Machine Learning in Quantitative Stress Echocardiography (MLQSE)

Greater diagnostic accuracy is required to find out who is at risk of a heart attack as this can reduce the requirement of more invasive downstream tests and thereby improve the patient experience and also reduce their exposure to risk. Stress echocardiography is a routine clinical test that involves using ultrasound to image the heart whilst it is under stress to assess the risk of a heart attack.

This study will focus on developing more accurate analysis tools to interpret the results of these stress echocardiographic scans. New methods will be tested to measure the function of each part of the heart muscle, using advanced analysis of the information obtained when high-frequency sound waves are bounced off the heart inside the chest. The researchers will measure and report exact heart function during stress, so that they will be able to recognise normal hearts and those with any disease. New computer methods will be developed to display any abnormality, which will make it easier for doctors to choose the best treatment for patients who are at risk.

The goals and potential benefits of this research proposal are to update the interpretation of a routinely used clinical test (stress echocardiography) to produce a reliable new method for diagnosing the precise effects of diseased arteries on the function of the heart muscle; to develop new computer graphics that adapt to show individual risks for each patient; and to implement new computer models that can be constantly updated

Study Overview

Status

Recruiting

Intervention / Treatment

Detailed Description

New onset chest pain is a common presenting complaint and can be a marker of significant cardiovascular disease and risk of myocardial infarction and death; therefore obtaining an accurate diagnosis is critical to guide patient management. It is noteworthy that only 40-50% of patients who have invasive arteriography subsequently undergo revascularisation. This underscores the imprecision of the initial tests employed prior to arteriography.

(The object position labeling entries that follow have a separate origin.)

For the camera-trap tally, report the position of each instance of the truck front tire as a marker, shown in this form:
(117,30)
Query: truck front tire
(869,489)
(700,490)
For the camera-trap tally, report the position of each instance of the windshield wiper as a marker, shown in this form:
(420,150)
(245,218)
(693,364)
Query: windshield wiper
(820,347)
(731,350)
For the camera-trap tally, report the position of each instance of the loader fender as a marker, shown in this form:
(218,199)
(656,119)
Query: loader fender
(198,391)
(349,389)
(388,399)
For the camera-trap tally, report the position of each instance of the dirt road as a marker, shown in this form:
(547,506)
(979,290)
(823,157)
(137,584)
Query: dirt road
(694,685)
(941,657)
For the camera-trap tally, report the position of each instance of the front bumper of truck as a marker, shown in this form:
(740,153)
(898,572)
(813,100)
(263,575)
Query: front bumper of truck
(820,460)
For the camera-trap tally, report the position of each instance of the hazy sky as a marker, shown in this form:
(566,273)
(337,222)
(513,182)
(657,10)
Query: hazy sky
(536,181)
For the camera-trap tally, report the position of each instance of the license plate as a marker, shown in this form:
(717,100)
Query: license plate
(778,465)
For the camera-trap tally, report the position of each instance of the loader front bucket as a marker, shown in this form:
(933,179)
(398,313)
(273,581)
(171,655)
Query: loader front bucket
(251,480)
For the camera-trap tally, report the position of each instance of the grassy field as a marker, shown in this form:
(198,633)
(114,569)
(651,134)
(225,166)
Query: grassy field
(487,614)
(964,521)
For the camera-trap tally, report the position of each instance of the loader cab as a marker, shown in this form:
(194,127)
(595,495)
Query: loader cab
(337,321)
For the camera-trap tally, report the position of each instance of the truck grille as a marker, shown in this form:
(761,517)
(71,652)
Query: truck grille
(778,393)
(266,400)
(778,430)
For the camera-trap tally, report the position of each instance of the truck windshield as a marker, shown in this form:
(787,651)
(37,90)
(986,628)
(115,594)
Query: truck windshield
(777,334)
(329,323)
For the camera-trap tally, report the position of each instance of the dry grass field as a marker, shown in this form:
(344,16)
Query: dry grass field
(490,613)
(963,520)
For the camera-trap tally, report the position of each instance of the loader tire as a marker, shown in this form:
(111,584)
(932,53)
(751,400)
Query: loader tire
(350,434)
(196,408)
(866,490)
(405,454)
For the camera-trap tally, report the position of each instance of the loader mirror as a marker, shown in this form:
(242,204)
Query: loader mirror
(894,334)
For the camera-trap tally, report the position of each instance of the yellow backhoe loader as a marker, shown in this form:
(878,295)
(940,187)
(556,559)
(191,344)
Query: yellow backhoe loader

Historically electrocardiographic stress testing during exercise has been used to detect inducible myocardial ischaemia but its diagnostic sensitivity and specificity are low (about 65%). Diagnostic accuracy can be improved by by incorporating echocardiography or single photon emission computed tomography. Current NICE guidelines recommend that patients with chest pain of recent onset should be investigated with CT coronary angiography as a first line, and if this reveals a significant stenosis then a functional imaging test should be performed.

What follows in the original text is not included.